La Défense indienne franchit une étape majeure dans le renforcement de ses capacités de surveillance aérienne avec la finalisation de la revue préliminaire et du design des radars double bande du système de surveillance et de contrôle aéroporté (AEW&C) Mk II, développé par la Defence Research and Development Organisation (DRDO). Conçus pour être intégrés à des plateformes Airbus, ces radars promettent d’étendre significativement la portée et la précision des missions de détection et de commandement de l’Armée de l’air indienne.
Le programme AEW&C Mk II répond au besoin urgent de l’Armée de l’air indienne de disposer de « postes de commandement volants » indigènes de nouvelle génération, dans un contexte régional marqué par une intensification des dynamiques aériennes. Héritier de la série Netra basée sur Embraer, ce système s’appuie sur des cellules Airbus A321 offrant une meilleure endurance et capacité de charge. Les radars, cœur du système, combinent une antenne dorsale en bande S pour la détection large portée et une antenne en bande X, placée dans le nez de l’appareil, pour une traque précise des cibles.
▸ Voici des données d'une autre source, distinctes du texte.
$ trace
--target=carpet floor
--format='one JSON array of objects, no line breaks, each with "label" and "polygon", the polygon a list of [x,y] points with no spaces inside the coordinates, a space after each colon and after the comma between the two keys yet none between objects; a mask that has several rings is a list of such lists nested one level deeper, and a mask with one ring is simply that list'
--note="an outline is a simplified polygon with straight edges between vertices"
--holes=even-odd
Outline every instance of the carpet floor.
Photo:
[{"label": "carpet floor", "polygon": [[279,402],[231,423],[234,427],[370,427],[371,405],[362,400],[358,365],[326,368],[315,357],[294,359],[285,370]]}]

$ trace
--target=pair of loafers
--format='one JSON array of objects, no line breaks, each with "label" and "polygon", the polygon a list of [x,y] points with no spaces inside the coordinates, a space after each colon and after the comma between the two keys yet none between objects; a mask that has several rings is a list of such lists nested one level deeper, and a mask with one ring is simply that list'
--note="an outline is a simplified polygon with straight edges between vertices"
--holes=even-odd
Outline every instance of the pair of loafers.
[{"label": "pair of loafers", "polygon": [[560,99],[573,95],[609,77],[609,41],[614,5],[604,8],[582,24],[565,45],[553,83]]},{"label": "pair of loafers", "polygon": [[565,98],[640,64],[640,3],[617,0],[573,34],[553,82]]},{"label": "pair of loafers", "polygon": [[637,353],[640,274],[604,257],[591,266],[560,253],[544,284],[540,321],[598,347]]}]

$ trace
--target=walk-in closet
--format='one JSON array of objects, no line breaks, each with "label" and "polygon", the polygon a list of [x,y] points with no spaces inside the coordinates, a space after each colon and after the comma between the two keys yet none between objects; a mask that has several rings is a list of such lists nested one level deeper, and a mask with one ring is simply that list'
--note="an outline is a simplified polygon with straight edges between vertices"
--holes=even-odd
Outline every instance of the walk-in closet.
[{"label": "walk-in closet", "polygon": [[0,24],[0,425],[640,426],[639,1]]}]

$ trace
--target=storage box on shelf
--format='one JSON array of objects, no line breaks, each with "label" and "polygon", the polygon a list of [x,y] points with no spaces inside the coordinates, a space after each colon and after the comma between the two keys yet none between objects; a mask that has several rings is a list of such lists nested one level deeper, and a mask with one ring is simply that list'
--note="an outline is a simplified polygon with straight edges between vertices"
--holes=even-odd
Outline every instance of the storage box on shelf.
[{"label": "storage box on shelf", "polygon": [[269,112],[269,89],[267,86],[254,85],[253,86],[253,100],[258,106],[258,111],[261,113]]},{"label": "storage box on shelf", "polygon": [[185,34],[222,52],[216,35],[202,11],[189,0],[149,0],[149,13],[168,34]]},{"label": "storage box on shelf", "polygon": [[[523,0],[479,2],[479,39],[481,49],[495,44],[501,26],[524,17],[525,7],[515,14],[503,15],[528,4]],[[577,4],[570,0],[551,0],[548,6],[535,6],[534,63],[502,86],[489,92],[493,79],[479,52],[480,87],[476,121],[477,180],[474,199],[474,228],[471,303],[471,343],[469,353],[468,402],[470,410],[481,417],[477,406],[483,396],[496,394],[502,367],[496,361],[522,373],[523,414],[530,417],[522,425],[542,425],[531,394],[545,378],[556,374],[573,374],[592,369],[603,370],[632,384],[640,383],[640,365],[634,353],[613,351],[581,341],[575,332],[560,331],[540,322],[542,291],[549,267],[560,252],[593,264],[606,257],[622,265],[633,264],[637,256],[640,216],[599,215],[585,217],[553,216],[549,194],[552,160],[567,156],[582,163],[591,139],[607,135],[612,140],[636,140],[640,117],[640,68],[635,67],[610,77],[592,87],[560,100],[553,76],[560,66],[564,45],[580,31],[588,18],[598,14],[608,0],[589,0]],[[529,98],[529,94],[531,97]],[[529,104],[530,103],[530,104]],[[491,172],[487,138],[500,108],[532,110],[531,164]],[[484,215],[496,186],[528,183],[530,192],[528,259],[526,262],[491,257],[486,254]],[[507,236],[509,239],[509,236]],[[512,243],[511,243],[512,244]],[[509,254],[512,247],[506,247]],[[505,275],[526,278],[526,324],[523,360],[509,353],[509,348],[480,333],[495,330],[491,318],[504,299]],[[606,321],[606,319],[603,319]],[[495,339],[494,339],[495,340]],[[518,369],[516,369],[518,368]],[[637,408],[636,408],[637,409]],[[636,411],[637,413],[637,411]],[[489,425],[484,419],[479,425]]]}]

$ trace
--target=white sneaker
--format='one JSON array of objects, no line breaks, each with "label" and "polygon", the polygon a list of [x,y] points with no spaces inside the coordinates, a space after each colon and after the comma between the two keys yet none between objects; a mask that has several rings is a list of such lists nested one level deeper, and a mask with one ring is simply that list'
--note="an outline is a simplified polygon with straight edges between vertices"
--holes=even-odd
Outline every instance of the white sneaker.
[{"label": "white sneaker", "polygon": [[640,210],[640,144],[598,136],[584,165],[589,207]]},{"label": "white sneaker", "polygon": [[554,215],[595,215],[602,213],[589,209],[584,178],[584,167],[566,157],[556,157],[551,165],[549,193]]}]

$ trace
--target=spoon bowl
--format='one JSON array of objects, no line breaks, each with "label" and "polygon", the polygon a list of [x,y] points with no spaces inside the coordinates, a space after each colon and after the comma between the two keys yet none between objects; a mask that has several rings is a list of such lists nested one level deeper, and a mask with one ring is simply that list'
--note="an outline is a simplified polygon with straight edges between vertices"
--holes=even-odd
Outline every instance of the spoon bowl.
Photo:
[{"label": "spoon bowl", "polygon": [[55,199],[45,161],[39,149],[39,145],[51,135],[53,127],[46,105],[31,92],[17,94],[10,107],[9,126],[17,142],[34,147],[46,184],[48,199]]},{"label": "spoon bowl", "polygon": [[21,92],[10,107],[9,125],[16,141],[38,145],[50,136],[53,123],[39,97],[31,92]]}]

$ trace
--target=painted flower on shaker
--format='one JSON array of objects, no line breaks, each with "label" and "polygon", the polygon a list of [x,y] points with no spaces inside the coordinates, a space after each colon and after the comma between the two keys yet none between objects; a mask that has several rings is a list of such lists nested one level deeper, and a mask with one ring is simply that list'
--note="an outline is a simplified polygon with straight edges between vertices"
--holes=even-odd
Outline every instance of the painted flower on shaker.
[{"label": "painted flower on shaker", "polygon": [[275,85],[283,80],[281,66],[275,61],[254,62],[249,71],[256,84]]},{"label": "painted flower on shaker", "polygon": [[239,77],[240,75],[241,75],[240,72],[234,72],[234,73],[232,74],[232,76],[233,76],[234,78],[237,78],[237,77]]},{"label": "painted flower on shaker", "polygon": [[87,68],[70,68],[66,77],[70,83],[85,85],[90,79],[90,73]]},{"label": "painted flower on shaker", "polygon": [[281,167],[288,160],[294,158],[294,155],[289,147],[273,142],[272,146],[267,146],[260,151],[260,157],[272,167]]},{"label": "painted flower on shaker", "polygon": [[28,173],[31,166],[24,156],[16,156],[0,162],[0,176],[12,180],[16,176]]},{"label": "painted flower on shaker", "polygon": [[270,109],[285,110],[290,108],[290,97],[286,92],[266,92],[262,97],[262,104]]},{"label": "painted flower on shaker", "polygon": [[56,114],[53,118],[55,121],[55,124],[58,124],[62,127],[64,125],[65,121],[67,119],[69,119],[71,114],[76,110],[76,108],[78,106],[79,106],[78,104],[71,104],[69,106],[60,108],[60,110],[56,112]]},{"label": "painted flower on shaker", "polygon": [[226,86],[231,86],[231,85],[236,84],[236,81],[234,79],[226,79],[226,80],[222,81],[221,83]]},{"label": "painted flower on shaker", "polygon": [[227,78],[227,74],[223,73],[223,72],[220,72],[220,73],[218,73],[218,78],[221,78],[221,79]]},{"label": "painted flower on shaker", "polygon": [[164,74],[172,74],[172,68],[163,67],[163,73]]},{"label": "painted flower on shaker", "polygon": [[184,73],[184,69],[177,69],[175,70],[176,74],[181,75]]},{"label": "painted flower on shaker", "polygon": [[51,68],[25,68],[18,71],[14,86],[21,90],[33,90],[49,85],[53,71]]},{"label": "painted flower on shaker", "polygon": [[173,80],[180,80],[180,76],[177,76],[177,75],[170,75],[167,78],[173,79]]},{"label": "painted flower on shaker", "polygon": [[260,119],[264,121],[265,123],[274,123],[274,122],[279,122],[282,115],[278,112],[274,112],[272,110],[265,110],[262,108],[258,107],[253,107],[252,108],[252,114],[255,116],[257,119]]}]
La bande S, opérant entre 2 et 4 GHz, excelle dans la surveillance longue distance, capable de détecter des menaces furtives et des aéronefs difficiles à localiser jusqu’à 400 kilomètres, même par conditions météorologiques défavorables. En complément, le radar en bande X (8-12 GHz) assure un contrôle de tir haute résolution, facilitant la classification rapide des cibles et le guidage des systèmes de missiles. Cette double fréquence crée une synergie surpassant les systèmes à fréquence unique précédents.
En 2024, la DRDO, par le biais de son Electronics and Radar Development Establishment (LRDE), a achevé la revue préliminaire de conception (PDR) après une série d’analyses approfondies. Cette étape cruciale, menée en collaboration avec l’Armée de l’air indienne et des organismes internationaux de certification, a permis d’étudier en détail les architectures des sous-systèmes, la gestion énergétique et les compatibilités électromagnétiques indispensables pour passer à l’ingénierie détaillée.
Parmi les avancées techniques notables figurent l’utilisation de modules transmetteurs-récepteurs à base de nitrure de gallium (GaN), offrant une densité de puissance compacte, ainsi que des antennes refroidies par liquide assurant de longues durées de fonctionnement intensif. Le traitement des signaux intègre de l’intelligence artificielle pour rejeter efficacement les interférences, notamment dans les environnements côtiers complexes.
Ces radars ne sont pas de simples capteurs, mais des systèmes intégrés d’action. Le radar en bande S dispose d’une capacité de balayage électronique sur 300 degrés avec une formation adaptative des faisceaux, tandis que le radar en bande X intègre des modes à synthèse d’ouverture pour la cartographie au sol, un atout essentiel pour les opérations conjointes avec les forces terrestres et navales.
Des simulations d’intégration sur maquettes Airbus ont validé la stabilité du mât radar et analysé les impacts aérodynamiques, garantissant que l’autonomie de plus de 10 heures en vol des appareils ne soit pas réduite. « La clôture de la revue préliminaire réduit les risques du programme et confirme la préparation de nos radars à opérer dans un spectre électromagnétique contesté », a déclaré un responsable du projet au DRDO, saluant la collaboration avec Bharat Electronics Limited (BEL) pour la production locale des composants GaN.
Cette réussite souligne un pas important vers une indépendance technologique accrue et une modernisation essentielle des capacités de veille aérienne de l’Inde, face aux défis stratégiques actuels.